Unfortunately, this is a known limitation that can't be changed. The only solution I can think of is some sort of custom ramp extension you could drive the vehicle on, and then summon the vehicle. However keep in mind summon isn't perfect and there have been incidents of it scraping the wall.


----------



## Needsdecaf (Dec 27, 2018)

I think the 10 degree max slope is wishful thinking. I know summon refused to even bump over the 1/2" lip going into my garage. 

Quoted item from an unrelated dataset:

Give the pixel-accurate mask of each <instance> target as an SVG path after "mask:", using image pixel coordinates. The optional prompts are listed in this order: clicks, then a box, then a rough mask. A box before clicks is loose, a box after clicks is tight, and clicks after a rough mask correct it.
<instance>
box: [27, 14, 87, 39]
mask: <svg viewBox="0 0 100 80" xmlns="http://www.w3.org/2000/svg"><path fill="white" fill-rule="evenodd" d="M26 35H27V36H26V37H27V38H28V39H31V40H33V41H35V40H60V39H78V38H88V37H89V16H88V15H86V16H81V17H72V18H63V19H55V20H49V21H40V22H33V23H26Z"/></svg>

You could try getting a winch in your trailer with a remote, hooking it up, putting the tesla in tow mode and pulling it in. Do you have no access doors whatsoever on the trailer?


----------



## Super_Rep (Sep 25, 2020)

Yes, I have a side door in the trailer, but there is not enough space for me to exit from the Tesla doors.


----------



## FRC (Aug 4, 2018)

I doubt it would make a difference, but have you tried "come to me" while standing in the trailer?


----------



## 3V Pilot (Sep 15, 2017)

Even if the slope was not the limiting factor the narrow width of the trailer would be. I don't think the car would squeeze itself in. Backing out with summon might work but as stated above it's not perfect and might scrape a wall.


----------



## Needsdecaf (Dec 27, 2018)

FRC said:


> I doubt it would make a difference, but have you tried "come to me" while standing in the trailer?


Hmm. Getting out the window through the side door might be easier than crawling out the back?

Then again....at 80, you're doing pretty good!


----------